Last month, the Office of Inspector General (OIG) for the U.S. Department of Health and Human Services reaffirmed its longstanding position that an arrangement that “carves out” Federal health care program (FHCP) business is not dispositive with respect to whether such arrangement implicates the Federal Anti-Kickback Statute (AKS). Specifically, OIG issued an unfavorable advisory opinion (AO 23-06), explaining that the Requestor’s proposed purchase of the technical component (TC) of anatomic pathology services payable by commercial health plans “could give rise to a significant incentive” for physicians being paid such TC by the Requestor to refer patients, including FHCP beneficiaries, to the Requestor.
The Proposed Arrangement
Under the Proposed Arrangement, the Requestor (which operates anatomic pathology laboratories across the U.S.) would enter into agreements with other laboratories (that may or may not be owned by or employ referring physicians) to perform the TC of referred commercial tests to the Requestor. Because the other laboratories were out-of-network for the commercial health plans, the Requestor would bill globally for the TC and professional component (PC) of the tests and then remit a fair market value (FMV), per-specimen fee to the other laboratories for performing the TC of the referred test. The Requestor certified to OIG that its agreements with these other laboratories would satisfy the conditions set forth in the “personal services and management contracts and outcomes-based payment arrangements” safe harbor (42 C.F.R. § 1001.952(d)) except the requirement that the aggregate services contracted for would not exceed those which are reasonably necessary to accomplish the commercially reasonable business purpose of the services. It is upon this unmet requirement that OIG appeared to have hung its prosecutorial discretion hat when issuing AO 23-06.
OIG’s Analysis
First, OIG began its analysis of the Proposed Arrangement with the premise that arrangements that “carve out” FHCP business could be suspect under the AKS. Consistent with and as has been elaborated in its 2014 Special Fraud Alert, OIG reasoned that such arrangements may implicate and potentially violate the AKS by “disguising” remuneration for FHCP business through the payment of amounts purportedly related to non-FHCP (e.g., commercial) business.
Such was the potential of the Proposed Arrangement, per OIG: “[T]he remuneration paid from Requestor to [the other laboratories] may increase the likelihood that these entities or their affiliated Referring Physicians would order services from Requestor that are billable to [FHCPs]. We cannot conclude that there would be no nexus between the remuneration paid as part of the Proposed Arrangement and potential referrals to Requestor for services reimbursable by [FHCPs].”

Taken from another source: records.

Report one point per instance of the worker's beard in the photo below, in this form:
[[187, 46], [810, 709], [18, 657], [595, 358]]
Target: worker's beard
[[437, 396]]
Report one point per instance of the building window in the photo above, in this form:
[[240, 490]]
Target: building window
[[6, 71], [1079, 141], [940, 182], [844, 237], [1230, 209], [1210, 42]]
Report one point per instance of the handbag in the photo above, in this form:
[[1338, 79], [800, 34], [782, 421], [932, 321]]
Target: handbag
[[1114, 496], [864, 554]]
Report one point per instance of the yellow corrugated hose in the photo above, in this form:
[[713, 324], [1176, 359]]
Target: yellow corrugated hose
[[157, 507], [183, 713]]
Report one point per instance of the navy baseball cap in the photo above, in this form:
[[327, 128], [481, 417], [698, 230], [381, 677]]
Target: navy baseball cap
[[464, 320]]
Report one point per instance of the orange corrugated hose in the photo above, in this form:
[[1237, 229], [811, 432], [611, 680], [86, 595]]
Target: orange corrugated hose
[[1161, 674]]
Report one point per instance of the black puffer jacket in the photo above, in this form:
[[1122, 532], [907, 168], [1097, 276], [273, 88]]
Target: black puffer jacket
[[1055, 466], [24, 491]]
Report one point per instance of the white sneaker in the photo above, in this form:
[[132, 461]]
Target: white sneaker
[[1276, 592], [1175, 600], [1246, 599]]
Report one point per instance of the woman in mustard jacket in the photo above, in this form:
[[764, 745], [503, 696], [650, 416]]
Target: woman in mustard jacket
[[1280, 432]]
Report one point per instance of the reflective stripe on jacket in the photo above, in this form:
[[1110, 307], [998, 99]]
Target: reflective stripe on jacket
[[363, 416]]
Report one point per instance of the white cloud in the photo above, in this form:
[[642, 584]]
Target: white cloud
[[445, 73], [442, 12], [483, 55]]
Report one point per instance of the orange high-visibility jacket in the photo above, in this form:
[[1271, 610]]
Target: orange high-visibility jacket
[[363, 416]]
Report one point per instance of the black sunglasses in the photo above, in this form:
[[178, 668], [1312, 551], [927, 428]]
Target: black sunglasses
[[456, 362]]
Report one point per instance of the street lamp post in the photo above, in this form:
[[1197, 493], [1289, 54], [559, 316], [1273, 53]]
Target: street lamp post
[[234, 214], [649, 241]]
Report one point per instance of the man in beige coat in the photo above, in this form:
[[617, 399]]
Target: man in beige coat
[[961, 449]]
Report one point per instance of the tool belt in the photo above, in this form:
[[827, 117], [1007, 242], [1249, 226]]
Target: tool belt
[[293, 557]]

Second, the Requestor certified that its agreements with the other laboratories would not squarely fit within a safe harbor. Thus, OIG was left with the task of evaluating the Proposed Arrangement under its “totality of the facts and circumstances” rubric. For such analysis, OIG relied upon the Requestor’s certifications that (1) the Proposed Arrangement was likely to result in referrals of FHCP business from the other laboratories, (2) the Requestor, itself, was already equipped to perform both the TC and PC of most of the anatomic pathology services, and (3) the Requestor’s performance of both components was more efficient and cost-effective than paying another laboratory to do the same, in whole or in part.
Thus, OIG concluded that it was “difficult to discern any commercially reasonable business purpose for Requestor to enter into the Proposed Arrangement—forgoing the opportunity to bill and retain payment for both components of the anatomic pathology services [(the TC and PC)], in an arrangement that is both less efficient and more costly—other than the possibility that such payment may induce referrals of patients, including FHCP beneficiaries.”
Lastly, although the Requestor certified that it would remit an FMV, per-specimen fee to the other laboratories for performing the TC of the referred test, and despite OIG being statutorily prohibited, pursuant to 42 U.S.C. § 1320a-7d(b)(3)(A) of the Social Security Act, from opining on the aspects of FMV, OIG explained that such FMV fee would not protect the Proposed Arrangement from implicating and potentially violating the AKS. On this point, OIG, again, relied on its 2014 Special Fraud Alert, reasoning that the AKS is implicated when a clinical laboratory pays a physician for services and that whether an actual violation of the AKS occurs depends on the intent, irrespective of whether such payment is FMV for services rendered.
Takeaways
OIG’s position in AO 23-06, despite being unfavorable, provides helpful guidance for the industry:
- Arrangements involving non-FHCP business only may still implicate and potentially violate the AKS. “Carve outs” do not provide absolute protection from AKS enforcement.
- The intent of the parties to such arrangements matters.
- FMV is not an end-all be-all for regulatory compliance.
- Commercial reasonableness is still very much important as it is not only a requirement for protection under certain safe harbors, but also can become part of OIG’s story for demonstrating the requisite intent under the AKS.